In a jab at the strict ideology of the ISIS jihadists, the statement told them not "to shed the blood of Muslims and be hasty in calling them heretics and apostates." It also called on both sides to submit themselves to the Sharia Commission, a rebel-run court in the northern city of Aleppo, within 48 hours to resolve the problem.
It was unclear if the ISIS fighters would heed the call.
The rise of ISIS in rebel-held areas in northern and eastern Syria has posed a problem for the broader rebel movement. While many insurgents are deeply Islamist themselves, their focus remains on toppling Mr. Assad, and they accuse ISIS of prioritizing its own jihadist agenda over the fight against the president. But the rebels hesitate to confront ISIS, saying their resources are already stretched by fighting the government.

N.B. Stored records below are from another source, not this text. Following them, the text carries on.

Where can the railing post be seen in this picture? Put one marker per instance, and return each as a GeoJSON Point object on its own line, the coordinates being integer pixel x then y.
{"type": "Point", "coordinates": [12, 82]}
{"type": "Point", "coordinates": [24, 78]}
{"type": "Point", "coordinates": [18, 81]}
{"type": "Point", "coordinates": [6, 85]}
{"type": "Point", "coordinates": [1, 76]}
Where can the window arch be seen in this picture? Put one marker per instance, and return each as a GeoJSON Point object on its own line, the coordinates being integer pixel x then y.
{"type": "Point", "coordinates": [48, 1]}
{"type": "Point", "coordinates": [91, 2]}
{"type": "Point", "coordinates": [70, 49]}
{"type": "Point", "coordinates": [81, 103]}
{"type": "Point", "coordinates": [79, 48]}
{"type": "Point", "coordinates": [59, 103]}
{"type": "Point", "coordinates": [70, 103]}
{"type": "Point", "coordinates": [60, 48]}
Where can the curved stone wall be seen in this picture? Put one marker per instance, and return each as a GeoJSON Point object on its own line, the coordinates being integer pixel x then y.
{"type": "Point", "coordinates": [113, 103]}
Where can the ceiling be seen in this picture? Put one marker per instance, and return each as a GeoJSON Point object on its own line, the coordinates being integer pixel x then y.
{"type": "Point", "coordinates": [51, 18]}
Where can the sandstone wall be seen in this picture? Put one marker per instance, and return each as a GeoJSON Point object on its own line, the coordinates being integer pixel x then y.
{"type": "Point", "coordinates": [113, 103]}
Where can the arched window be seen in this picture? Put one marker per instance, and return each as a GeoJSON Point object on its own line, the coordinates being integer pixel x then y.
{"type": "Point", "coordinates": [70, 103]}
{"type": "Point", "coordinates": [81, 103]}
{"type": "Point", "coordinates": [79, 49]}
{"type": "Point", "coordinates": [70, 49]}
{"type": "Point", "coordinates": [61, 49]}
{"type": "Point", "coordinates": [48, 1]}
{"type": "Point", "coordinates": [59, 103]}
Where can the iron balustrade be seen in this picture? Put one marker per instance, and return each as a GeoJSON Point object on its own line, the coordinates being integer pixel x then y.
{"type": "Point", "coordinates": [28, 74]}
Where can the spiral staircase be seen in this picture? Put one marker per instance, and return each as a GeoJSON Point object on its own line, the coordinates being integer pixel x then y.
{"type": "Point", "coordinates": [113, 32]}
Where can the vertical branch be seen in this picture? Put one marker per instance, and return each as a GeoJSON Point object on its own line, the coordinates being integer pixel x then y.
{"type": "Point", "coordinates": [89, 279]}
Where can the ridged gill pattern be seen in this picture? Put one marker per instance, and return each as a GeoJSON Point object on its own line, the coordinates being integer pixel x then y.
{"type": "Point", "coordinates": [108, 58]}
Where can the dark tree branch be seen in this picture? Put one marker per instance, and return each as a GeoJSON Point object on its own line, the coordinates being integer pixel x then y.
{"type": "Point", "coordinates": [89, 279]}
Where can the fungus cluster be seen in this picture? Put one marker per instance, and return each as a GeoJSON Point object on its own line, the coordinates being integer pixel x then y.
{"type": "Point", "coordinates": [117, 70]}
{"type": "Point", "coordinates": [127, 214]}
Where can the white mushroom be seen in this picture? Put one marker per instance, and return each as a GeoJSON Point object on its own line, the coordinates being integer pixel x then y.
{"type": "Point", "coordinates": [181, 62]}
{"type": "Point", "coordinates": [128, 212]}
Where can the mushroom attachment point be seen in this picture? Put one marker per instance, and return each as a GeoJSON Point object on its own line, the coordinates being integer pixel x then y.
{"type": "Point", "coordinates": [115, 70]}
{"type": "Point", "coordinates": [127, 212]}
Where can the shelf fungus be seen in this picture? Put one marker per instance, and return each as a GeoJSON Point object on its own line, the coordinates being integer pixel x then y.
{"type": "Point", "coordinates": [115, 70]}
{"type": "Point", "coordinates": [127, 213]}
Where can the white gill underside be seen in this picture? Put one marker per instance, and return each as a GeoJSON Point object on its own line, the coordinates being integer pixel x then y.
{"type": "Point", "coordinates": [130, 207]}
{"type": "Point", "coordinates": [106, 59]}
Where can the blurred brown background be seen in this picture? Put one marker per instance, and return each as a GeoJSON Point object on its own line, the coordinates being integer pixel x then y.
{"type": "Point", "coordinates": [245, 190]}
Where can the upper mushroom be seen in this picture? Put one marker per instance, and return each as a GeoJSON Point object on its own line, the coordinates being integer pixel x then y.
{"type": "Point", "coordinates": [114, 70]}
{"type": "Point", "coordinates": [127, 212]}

ISIS seized Azaz from the local rebel group known as the Northern Storm that led the fight last year to oust government forces from the town.
A Northern Storm commander reached by telephone said that since taking over the town, ISIS has attacked his group's bases in nearby villages and that his fighters were shooting back with heavy machine guns meant to down airplanes.
"This is all we can do until we find a way to end this," said the commander, who goes by the name Abu Yamen.
This week, a Qaeda spokesman accused the Northern Storm of attacking first and said the rebel group had struck a deal with Senator John McCain during his brief visit to Syria earlier this year to fight against ISIS "and hit the mujahedeen."
Karam Shoumali and Sebnem Arsu contributed reporting from Istanbul.